2007 Fiscal Year Annual Research Report
Project/Area Number |
18550115
|
Research Institution | Gunma University |
Principal Investigator |
近藤 慎一 Gunma University, 大学院・工学研究科, 助教 (20281503)
|
Co-Investigator(Kenkyū-buntansha) |
海野 雅史 群馬大学, 大学院・工学研究科, 教授 (20251126)
|
Keywords | アニオン認識 / シラノール / 水素結合 / 分子認識 / ジシロキサンジオール / 不完全縮合シルセスキオキサン |
Research Abstract |
水素結合を利用した人工アニオンレセプターは近年盛んに研究されており,その認識部位にはアミド,尿素などのNHやアルコールやフェノールなどのOHが利用されているが,シラノール水酸基をアニオンレセプターの水素結合ドナーとして利用した例は我々の報告例を除いて存在しない。
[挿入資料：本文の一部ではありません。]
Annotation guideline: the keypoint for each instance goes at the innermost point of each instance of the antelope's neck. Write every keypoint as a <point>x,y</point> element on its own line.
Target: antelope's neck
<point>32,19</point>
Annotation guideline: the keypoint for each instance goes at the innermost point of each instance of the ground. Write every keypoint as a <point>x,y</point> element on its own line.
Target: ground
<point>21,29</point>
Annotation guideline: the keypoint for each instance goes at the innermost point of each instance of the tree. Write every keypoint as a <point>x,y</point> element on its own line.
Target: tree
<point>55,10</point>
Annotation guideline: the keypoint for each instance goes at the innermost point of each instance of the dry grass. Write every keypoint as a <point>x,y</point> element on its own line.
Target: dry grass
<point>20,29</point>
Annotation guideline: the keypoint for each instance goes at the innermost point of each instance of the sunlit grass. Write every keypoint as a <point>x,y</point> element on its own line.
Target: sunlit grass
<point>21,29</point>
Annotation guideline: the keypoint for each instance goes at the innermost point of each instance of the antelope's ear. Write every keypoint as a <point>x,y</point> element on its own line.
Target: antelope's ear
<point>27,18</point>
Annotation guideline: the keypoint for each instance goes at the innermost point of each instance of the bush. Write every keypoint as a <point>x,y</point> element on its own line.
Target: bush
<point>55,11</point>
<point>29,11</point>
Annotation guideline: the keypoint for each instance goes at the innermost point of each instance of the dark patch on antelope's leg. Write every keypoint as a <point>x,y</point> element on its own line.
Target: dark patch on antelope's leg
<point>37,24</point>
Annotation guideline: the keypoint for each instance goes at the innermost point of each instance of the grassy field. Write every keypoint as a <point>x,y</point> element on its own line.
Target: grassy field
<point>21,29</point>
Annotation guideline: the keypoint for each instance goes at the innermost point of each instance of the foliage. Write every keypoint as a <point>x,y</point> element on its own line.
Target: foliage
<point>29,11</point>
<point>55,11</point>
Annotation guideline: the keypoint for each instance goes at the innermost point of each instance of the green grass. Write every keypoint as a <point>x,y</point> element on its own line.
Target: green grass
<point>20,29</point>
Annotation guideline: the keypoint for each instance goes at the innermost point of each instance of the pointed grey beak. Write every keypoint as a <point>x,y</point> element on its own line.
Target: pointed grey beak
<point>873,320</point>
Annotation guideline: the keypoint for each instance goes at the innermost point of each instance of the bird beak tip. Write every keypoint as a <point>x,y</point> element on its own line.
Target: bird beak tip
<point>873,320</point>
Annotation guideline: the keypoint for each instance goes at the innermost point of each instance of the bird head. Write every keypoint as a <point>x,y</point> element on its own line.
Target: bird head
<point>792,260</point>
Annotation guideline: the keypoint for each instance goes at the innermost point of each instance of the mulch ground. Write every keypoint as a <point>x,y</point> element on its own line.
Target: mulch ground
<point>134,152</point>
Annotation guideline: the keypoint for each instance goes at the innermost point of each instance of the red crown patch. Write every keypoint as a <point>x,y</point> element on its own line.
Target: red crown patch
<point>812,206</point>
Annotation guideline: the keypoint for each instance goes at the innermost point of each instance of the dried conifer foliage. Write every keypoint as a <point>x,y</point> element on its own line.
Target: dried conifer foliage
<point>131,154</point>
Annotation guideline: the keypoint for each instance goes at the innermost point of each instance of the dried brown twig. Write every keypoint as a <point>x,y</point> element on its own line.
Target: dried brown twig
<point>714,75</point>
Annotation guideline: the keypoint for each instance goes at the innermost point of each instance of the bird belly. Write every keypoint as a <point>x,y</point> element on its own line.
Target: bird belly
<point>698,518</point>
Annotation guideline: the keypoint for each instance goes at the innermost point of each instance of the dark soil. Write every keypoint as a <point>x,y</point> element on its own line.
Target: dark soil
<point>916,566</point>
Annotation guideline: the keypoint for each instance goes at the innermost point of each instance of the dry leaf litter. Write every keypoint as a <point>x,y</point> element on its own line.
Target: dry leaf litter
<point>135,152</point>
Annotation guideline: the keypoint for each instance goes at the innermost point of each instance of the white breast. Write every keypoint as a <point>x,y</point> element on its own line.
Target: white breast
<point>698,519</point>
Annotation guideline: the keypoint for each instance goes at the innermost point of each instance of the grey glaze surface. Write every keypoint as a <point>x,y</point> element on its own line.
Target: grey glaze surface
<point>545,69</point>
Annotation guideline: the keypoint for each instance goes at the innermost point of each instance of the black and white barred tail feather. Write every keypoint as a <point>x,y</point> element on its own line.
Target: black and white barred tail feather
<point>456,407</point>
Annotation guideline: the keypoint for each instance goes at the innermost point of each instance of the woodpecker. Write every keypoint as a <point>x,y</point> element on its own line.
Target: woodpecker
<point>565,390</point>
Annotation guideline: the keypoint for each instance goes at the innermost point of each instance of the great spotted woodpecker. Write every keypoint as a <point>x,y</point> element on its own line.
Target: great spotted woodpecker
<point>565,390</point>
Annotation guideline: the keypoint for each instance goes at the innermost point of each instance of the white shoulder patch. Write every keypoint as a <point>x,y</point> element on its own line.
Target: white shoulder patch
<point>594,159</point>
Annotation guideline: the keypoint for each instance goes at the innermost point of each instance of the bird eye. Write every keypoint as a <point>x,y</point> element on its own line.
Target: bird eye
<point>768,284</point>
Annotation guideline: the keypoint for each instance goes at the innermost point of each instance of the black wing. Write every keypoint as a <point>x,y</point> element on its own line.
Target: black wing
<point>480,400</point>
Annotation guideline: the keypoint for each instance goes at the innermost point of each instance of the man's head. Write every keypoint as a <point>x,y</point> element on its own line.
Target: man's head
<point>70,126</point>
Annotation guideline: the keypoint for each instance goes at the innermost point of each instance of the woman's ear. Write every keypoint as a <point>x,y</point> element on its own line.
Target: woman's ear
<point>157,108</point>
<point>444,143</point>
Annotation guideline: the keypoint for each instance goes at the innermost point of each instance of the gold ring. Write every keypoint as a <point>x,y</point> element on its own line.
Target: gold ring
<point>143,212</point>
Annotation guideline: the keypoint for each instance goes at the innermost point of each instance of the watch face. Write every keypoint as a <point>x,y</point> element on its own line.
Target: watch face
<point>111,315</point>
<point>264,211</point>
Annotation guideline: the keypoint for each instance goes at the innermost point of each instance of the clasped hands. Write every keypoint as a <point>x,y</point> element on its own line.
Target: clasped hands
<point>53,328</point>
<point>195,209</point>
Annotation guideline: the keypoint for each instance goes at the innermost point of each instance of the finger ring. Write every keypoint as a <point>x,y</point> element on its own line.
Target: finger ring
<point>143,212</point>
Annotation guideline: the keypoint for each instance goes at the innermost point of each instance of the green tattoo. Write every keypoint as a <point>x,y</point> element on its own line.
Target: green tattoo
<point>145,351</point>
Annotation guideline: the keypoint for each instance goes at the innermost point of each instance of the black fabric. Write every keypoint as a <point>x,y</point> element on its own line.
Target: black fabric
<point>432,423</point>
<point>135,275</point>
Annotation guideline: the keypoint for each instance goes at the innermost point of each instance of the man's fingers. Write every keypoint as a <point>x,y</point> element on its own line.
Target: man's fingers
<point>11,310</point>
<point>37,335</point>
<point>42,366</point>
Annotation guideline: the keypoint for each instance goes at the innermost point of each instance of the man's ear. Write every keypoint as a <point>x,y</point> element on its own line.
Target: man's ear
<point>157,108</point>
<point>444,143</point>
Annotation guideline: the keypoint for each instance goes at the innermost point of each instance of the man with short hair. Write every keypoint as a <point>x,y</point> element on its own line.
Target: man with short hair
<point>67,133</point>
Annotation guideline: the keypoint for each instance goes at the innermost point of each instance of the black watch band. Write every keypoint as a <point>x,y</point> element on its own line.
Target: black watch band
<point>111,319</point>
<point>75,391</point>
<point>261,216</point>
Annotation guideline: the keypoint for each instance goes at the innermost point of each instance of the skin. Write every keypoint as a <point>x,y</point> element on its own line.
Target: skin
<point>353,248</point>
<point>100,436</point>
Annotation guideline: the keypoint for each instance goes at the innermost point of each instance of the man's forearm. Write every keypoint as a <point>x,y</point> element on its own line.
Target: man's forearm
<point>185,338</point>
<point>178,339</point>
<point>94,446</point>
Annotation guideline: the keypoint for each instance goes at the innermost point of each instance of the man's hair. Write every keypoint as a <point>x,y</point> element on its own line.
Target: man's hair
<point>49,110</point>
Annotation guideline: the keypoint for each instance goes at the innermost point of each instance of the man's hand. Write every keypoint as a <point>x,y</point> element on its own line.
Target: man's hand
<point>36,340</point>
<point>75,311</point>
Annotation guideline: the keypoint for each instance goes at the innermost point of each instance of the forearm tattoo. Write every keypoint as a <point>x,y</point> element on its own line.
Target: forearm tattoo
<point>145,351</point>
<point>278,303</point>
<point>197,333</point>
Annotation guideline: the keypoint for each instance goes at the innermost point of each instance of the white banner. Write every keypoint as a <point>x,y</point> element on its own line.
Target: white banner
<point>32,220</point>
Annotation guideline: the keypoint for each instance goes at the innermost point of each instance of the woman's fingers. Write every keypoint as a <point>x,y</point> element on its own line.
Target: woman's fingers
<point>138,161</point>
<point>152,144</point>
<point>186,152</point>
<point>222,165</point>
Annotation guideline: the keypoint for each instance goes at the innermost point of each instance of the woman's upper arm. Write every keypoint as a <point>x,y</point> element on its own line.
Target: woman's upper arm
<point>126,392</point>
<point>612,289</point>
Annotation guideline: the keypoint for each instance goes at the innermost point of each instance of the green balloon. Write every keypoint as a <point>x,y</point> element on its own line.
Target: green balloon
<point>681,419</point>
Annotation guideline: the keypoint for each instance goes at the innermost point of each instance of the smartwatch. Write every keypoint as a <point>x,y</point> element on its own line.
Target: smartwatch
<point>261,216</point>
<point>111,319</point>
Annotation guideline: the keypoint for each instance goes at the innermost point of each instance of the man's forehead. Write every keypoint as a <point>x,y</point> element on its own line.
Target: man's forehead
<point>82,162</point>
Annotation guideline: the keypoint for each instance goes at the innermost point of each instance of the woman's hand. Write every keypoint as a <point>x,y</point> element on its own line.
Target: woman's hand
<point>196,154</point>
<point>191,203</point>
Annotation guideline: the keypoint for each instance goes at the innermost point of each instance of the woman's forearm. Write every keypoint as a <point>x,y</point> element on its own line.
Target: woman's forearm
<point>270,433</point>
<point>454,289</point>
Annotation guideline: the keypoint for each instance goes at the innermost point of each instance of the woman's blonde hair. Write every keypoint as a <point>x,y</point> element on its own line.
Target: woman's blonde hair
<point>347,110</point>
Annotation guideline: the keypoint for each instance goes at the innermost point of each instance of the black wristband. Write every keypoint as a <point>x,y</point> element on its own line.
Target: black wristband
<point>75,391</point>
分子認識に新しい官能基を導入することは,新しいレセプターの創製のみならず,その官能基の理解にも重要であると考えられる。昨年度,我々は炭素類縁体では構築が困難な一つのケイ素上に二つの水酸基を有するシランジオールが,有用なアニオンレセプターとなることを始めて報告した。今年度はシラノールの有用性を確立するために他のシラノールを有するレセプターの構築を目指した。その結果1,3-ジシロキサンジオールもまた二つのシラノールが協同的にアニオンを捕捉することを,^1HNMR滴定によって明らかとした。一方で不完全縮合シルセスキオキサンは末端に複数のシラノール基を有しており,これら化合物もまたアニオンレセプターとして利用可能であることを示した。これら不完全縮合シルセスキオキサンは分子間水素結合による二量化と分子内水素結合との競合のため,期待された水素結合能を大幅に下回る会合定数を観測し,シランジオールや1,3-ジシロキサンジオールが分子内ならびに分子間水素結合を形成しないために,アニオン認識能が高いことを示すことが理解できた。現在,分子内にさらに多くのシラノールを有するシラントリオールや1,1,3,3-ジシロキサンテトラオールについて,そのアニオン認識能を評価している。